Als "Hilfswerk für den Glauben" will die in Paderborn ansässige Institution nicht mehr nur in den klassischen Diasporaregionen mit geringem Katholikenanteil tätig sein und dort Kirchenbauten, Kinderprojekte oder die Verkehrshilfe unterstützen. Vielmehr möchte sie im gesamten Bundesgebiet tätig werden. Denn, so die nüchterne Erkenntnis der Verantwortlichen, selbst in traditionell katholisch geprägten Gebieten mache sich der Glaubensschwund deutlich bemerkbar. In Ostdeutschland etwa "blieb der erhoffte Aufschwung der Kirchen nach dem politischen Umbruch aus", so die Analyse der Paderborner.

Über 75 Prozent der Ostdeutschen seien weder christlich getauft noch Mitglied einer anderen Religion. Ein düsteres Bild zeichnet das Hilfswerk auch von der Lage in Westdeutschland. In Städten wie Köln, Düsseldorf oder Stuttgart liege der Anteil der Christen nur noch bei knapp über 50 Prozent. Aber auch in traditionell katholischen Regionen erlebten sich engagierte Gläubige als eine Minderheit unter desinteressierten Kirchenmitgliedern. Eben gegen diese "emotionale Diaspora"» und "Einsamkeit im Glauben" stemmt sich das Bonifatiuswerk mit dem neuen Förderschwerpunkt.

Dazu wurde bereits im Jahr 2010 die Abteilung "Missionarische und diakonische Pastoral" gegründet. Sie sichtet und fördert experimentelle pastorale Formate - etwa das Projekt "Quer-glauben" des Bistums Hildesheim, das Menschen in der Mucki-Bude, in der Kneipe oder im Möbelhaus auf Spiritualität und Religiosität anspricht. Für zehn explizit missionarisch ausgerichtete Personalstellen leistet das Bonifatiuswerk eine zweijährige Anschubfinanzierung; danach soll das jeweilige Bistum das Projekt selbst fortführen.

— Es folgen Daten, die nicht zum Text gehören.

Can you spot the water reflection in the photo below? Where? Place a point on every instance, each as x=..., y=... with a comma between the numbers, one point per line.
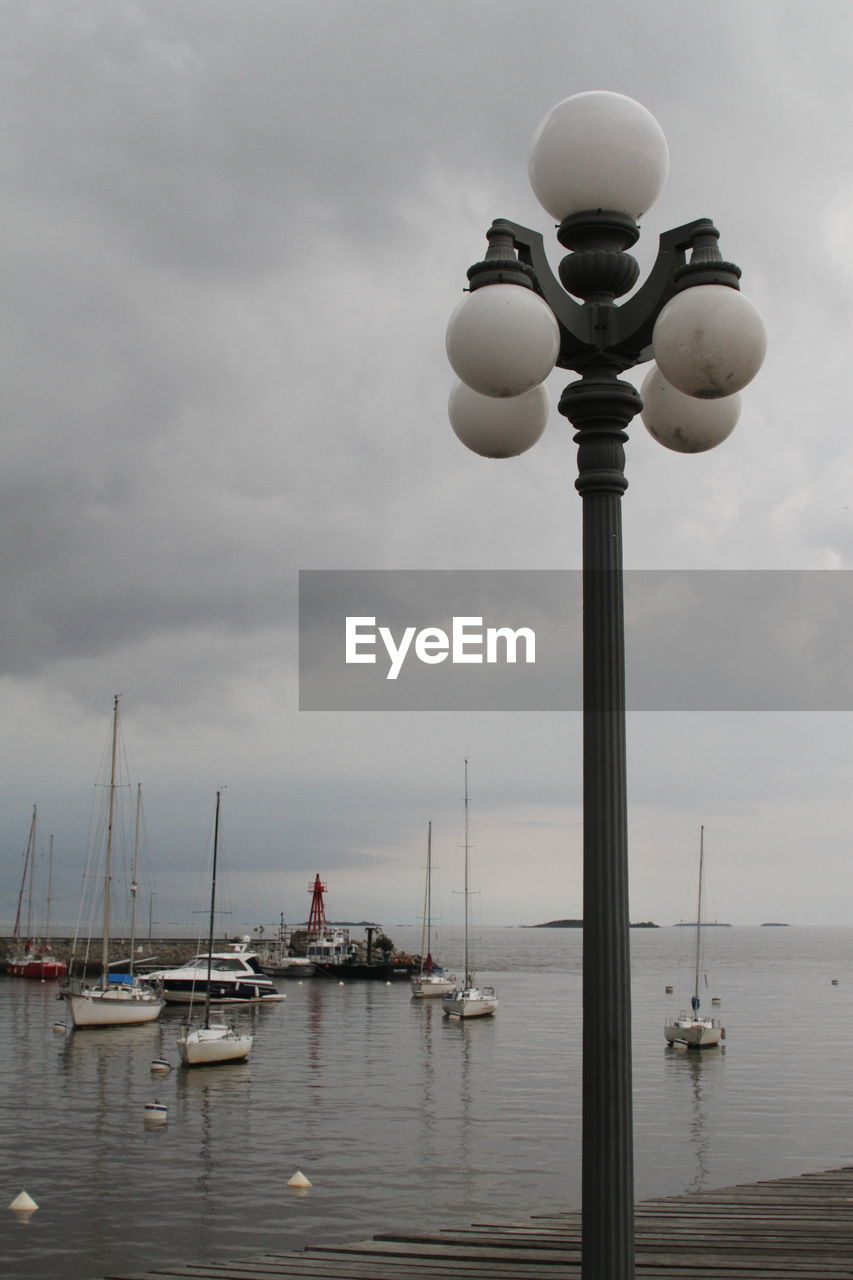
x=694, y=1073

"Den Charme des Glaubens überbringen" - mit diesen Worten beschreibt Bonifatiuswerk-Generalsekretär Prälat Georg Austen das Ziel der Neuausrichtung. Dazu gehören auch Dienstleistungen, die von der Organisation in den letzten Jahren entwickelt wurden. Zum Beispiel die "Neugeborenentasche". Die Geschenkidee zur Geburt soll zur Taufe ermutigen. Die Baumwolltasche mit der Aufschrift "Ein Engel für dich" enthält eine Engel-CD mit Liedern, ein Engel-Büchlein, eine Kinderbibel, Baby-T-Shirt und Lätzchen mit dem Aufdruck "Pass gut auf mich auf" oder einen "Segensfächer" mit Gebeten. Auch für andere "Lebensknotenpunkte" wie die Einschulung, die Erstkommunion, den Schulabschluss oder die Erwachsenentaufe bietet das Bonifatiuswerk Materialien an.

Ein Verständnis für christliche Feste wollen Bücher und CDs zu Oster- und Weihnachtsbräuchen oder zum Martins- oder Nikolaustag wecken. «Kirche im Kleinen» ist eine Aktion zum "Jahr des Glaubens" überschrieben: Gemeinden können - etwa für Firmlinge - das kleine Heft mit Informationen über zentrale Aussagen oder Vollzüge des Glaubens ordern. Originelle Vorstöße in der Seelsorge will der mit 4.500 Euro dotierte und jährlich vergebene Bonifatiuspreis für missionarisches Handeln auszeichnen. Obwohl das Hilfswerk ausschließlich von Spenden lebt, lässt es sich die neuen Angebote etwas kosten. Über rund 10 Millionen Euro verfügt es pro Jahr, und insgesamt 800.000 Euro stellt es im laufenden Jahr für den neuen Förderzweig zur Verfügung. Für Generalsekretär Austen gut angelegtes Geld: "Wir möchten, dass der christliche Glaube in Deutschland eine Zukunft hat."